MCP server with RAG for llms.txt documentation
Project description
LLMDoc
MCP server with RAG (BM25) for llms.txt documentation. Provides semantic search across documentation sources with automatic background refresh.
Features
- llms.txt support - Automatically parses and indexes documentation from llms.txt files
- BM25 search - Fast, keyword-based retrieval with relevance scoring and stopword filtering
- Named sources - Configure sources with names like
fast_mcp:https://...for easy filtering - Source filtering - Search across all sources or filter by specific source name
- Persistent storage - DuckDB-based index that survives restarts
- Background refresh - Configurable auto-refresh interval (default: 6 hours)
- Source attribution - Every search result includes source name and URL
Quick Start
- Add to Claude Code (
~/.claude/claude_code_config.json):
{
"mcpServers": {
"llmdoc": {
"command": "uvx",
"args": ["llmdoc"],
"env": {
"LLMDOC_SOURCES": "fast_mcp:https://gofastmcp.com/llms.txt"
}
}
}
}
-
Restart Claude Code - the server will automatically fetch and index documentation.
-
Ask Claude questions like "How do I create a tool in FastMCP?" and it will search the indexed docs.
What is llms.txt?
llms.txt is a specification for providing LLM-friendly documentation. Websites add a /llms.txt markdown file to their root directory containing curated, concise content optimized for AI consumption. LLMDoc indexes these files and their linked documents to enable semantic search.
Example sources:
Installation
# Run directly with uvx (no install needed)
uvx llmdoc
# Or install with uv
uv tool install llmdoc
# Or install with pip
pip install llmdoc
# Or install with pipx
pipx install llmdoc
Configuration
Source Format
Sources can be specified in two formats:
- Named:
name:url- e.g.,fast_mcp:https://gofastmcp.com/llms.txt - Unnamed: Just the URL - name is auto-generated from domain
Named sources allow you to filter search results by source name.
Environment Variables
# Comma-separated list of sources (named or unnamed)
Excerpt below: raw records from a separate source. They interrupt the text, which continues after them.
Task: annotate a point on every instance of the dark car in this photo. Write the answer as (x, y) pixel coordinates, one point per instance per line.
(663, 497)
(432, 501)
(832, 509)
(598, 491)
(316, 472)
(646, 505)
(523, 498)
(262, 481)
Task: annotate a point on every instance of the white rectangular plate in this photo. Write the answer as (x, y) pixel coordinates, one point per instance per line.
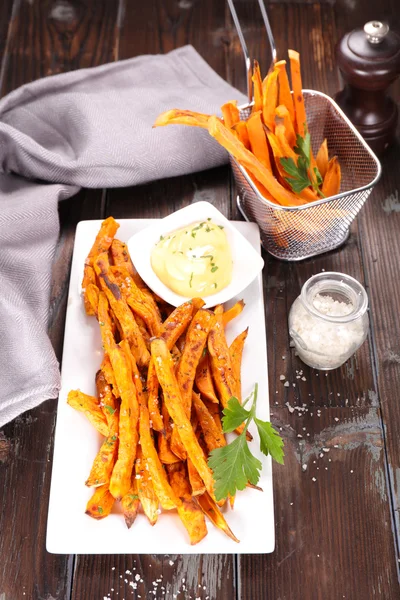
(69, 530)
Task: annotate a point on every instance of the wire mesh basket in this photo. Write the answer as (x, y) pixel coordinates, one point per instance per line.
(296, 233)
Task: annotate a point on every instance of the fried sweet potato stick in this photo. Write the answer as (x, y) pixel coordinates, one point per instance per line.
(174, 326)
(196, 339)
(230, 113)
(121, 257)
(130, 503)
(104, 462)
(89, 296)
(243, 135)
(100, 504)
(189, 513)
(300, 111)
(323, 158)
(177, 116)
(145, 489)
(90, 408)
(257, 88)
(129, 409)
(92, 296)
(162, 488)
(196, 482)
(173, 400)
(332, 179)
(283, 115)
(213, 435)
(285, 97)
(107, 400)
(137, 301)
(250, 162)
(221, 364)
(270, 99)
(179, 480)
(102, 243)
(165, 453)
(210, 509)
(106, 369)
(258, 139)
(236, 352)
(121, 310)
(203, 379)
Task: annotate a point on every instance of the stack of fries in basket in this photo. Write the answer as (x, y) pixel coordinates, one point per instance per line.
(155, 357)
(274, 145)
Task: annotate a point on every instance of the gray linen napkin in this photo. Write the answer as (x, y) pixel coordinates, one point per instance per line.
(88, 128)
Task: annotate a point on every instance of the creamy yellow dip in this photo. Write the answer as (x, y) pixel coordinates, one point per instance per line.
(195, 260)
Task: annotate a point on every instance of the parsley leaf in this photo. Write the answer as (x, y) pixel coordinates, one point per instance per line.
(234, 465)
(270, 440)
(234, 415)
(299, 174)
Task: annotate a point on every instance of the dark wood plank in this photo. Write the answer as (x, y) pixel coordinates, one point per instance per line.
(6, 18)
(380, 224)
(325, 517)
(333, 523)
(43, 40)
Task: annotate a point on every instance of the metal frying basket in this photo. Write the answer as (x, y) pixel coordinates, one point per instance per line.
(296, 233)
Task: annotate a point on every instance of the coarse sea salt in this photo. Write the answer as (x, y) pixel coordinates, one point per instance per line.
(323, 343)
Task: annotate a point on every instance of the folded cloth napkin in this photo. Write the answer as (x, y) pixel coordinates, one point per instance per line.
(89, 128)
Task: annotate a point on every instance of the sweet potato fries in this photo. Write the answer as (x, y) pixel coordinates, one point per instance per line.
(273, 144)
(160, 394)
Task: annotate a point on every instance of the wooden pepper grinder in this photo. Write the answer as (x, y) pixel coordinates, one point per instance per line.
(369, 61)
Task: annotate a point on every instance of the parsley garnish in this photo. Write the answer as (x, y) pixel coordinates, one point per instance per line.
(299, 176)
(234, 465)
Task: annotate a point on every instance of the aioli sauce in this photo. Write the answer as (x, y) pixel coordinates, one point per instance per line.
(195, 260)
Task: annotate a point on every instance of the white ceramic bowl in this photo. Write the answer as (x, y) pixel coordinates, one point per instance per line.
(247, 263)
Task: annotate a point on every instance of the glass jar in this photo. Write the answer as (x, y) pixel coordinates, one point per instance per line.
(328, 322)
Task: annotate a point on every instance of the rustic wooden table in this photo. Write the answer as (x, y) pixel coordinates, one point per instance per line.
(337, 523)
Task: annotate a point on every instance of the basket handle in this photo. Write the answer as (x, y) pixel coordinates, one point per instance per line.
(249, 69)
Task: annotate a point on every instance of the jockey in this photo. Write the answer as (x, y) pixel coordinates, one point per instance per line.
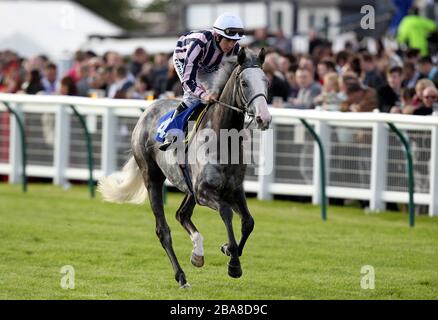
(198, 56)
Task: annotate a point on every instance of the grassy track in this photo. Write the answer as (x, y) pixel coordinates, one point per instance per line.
(292, 254)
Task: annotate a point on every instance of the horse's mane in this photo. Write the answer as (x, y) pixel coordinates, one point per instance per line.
(224, 74)
(228, 67)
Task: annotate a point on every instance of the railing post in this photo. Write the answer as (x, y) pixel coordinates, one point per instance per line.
(109, 141)
(89, 151)
(433, 172)
(17, 147)
(322, 129)
(62, 145)
(322, 168)
(265, 170)
(410, 169)
(379, 164)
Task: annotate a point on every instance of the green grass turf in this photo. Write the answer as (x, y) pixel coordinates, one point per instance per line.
(292, 253)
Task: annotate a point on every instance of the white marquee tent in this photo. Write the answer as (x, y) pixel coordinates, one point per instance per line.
(55, 28)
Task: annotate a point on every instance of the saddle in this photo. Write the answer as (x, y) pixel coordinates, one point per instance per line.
(181, 121)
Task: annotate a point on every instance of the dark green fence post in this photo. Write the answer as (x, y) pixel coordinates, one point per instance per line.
(89, 151)
(23, 146)
(410, 168)
(322, 168)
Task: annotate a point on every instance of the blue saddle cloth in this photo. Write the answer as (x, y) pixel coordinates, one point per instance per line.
(165, 124)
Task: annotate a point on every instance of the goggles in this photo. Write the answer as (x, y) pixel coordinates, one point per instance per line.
(231, 32)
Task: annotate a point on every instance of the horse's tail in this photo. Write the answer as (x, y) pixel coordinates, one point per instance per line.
(126, 186)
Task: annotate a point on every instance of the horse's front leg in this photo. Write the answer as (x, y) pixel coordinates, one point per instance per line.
(163, 230)
(184, 216)
(241, 208)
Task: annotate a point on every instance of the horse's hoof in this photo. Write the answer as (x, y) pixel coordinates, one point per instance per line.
(197, 261)
(185, 286)
(234, 271)
(224, 249)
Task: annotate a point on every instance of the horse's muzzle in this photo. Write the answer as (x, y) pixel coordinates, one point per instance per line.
(263, 124)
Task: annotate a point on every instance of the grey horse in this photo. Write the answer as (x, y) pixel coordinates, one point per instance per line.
(212, 184)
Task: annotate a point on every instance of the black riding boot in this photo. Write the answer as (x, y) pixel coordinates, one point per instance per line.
(169, 140)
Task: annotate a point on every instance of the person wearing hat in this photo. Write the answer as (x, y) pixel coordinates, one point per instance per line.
(199, 55)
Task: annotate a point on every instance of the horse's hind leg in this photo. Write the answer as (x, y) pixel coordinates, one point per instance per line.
(162, 228)
(234, 268)
(184, 215)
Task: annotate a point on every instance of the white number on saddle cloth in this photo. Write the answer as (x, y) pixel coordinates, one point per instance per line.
(161, 130)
export LLMDOC_SOURCES="fast_mcp:https://gofastmcp.com/llms.txt,pydantic_ai:https://ai.pydantic.dev/llms.txt"
# Optional: Custom database path (default: ~/.llmdoc/index.db)
export LLMDOC_DB_PATH="/path/to/index.db"
# Optional: Refresh interval in hours (default: 6)
export LLMDOC_REFRESH_INTERVAL="6"
# Optional: Max concurrent document fetches (default: 5)
export LLMDOC_MAX_CONCURRENT="5"
# Optional: Skip refresh on startup (default: false)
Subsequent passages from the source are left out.